Training Concepts
Training is the process of iteratively adjusting model weights to minimize a loss function. Understanding gradient descent, learning rates, loss functions, and distributed training strategies is essential for building models that converge efficiently and generalize well.
Gradient Descent Variants​
| Variant | Data Per Update | Best For | Trade-off |
|---|---|---|---|
| Batch Gradient Descent | Entire dataset | Small datasets | Most stable convergence but slowest |
| Stochastic GD (SGD) | One sample | Very large datasets | Fast but noisy updates |
| Mini-batch GD | Small batch (32, 64, 128, 256) | Most practical scenarios | Best balance of speed and stability |
Mini-batch gradient descent is the default in practice. The batch_size hyperparameter controls how many samples are used per update.
Learning Rate Effects​
The learning rate controls how large each weight update step is during training.
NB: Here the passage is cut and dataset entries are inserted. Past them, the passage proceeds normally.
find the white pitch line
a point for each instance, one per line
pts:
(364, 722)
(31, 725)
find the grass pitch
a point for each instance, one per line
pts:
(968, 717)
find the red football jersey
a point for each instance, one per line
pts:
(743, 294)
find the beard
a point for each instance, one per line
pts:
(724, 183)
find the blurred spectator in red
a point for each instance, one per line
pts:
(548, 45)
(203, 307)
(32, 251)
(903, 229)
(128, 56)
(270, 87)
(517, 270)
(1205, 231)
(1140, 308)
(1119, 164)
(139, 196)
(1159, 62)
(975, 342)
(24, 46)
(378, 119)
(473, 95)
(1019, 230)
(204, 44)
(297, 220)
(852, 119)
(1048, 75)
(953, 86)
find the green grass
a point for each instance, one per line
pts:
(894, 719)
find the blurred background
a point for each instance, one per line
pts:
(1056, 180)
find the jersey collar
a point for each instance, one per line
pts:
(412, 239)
| Learning Rate | Effect | What You Observe |
|---|---|---|
| Too high | Overshoots minimum, oscillates, diverges | Loss jumps around or increases |
| Too low | Very slow convergence, may get stuck in local minima | Loss decreases extremely slowly |
| Just right | Smooth, steady decrease in loss | Loss curve decreases consistently, then flattens |
"Training loss oscillates wildly" means the learning rate is too high — decrease it. "Training loss barely decreases" means it is too low — increase it.
Loss Functions​
Each problem type has a corresponding loss function that measures how far off the model's predictions are.
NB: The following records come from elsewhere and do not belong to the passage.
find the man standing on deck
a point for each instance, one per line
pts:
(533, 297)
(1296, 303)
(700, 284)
| Loss Function | Problem Type | What It Measures |
|---|---|---|
| Binary Cross-Entropy (Log Loss) | Binary classification | Penalizes confident wrong predictions heavily |
| Categorical Cross-Entropy | Multi-class classification | Same principle, extended across multiple classes |
| MSE (Mean Squared Error) | Regression | Average squared difference; penalizes large errors more |
| MAE (Mean Absolute Error) | Regression | Average absolute difference; more robust to outliers |
| Hinge Loss | SVM classification | Penalizes misclassifications and low-confidence correct predictions |
# Loss function formulas
# Binary Cross-Entropy
loss = -mean(y * log(p) + (1 - y) * log(1 - p))
# MSE
loss = mean((y - y_pred) ** 2)
# MAE
loss = mean(abs(y - y_pred))
Distributed Training​
When datasets are too large or models are too big for a single machine, distributed training becomes necessary.
| Strategy | How It Works | When to Use |
|---|---|---|
| Data Parallelism | Same model on each GPU, different data batches. Gradients averaged across GPUs | Large datasets where the model fits in a single GPU's memory |
| Model Parallelism | Model split across multiple GPUs (different layers on different GPUs) | Model too large for single GPU memory (e.g., massive transformers) |
Data parallelism is the more common approach. Frameworks like Horovod simplify the implementation by handling gradient synchronization across GPUs.
Flashcards​
What are the three main variants of gradient descent?
Click to revealBatch (full dataset per update, stable but slow), Stochastic/SGD (one sample per update, fast but noisy), and Mini-batch (small batch per update, best balance). Mini-batch is the default in practice.
Categorical cross-entropy and binary cross-entropy are not interchangeable. Use binary cross-entropy for two-class problems with a sigmoid output, and categorical cross-entropy for multi-class problems with a softmax output.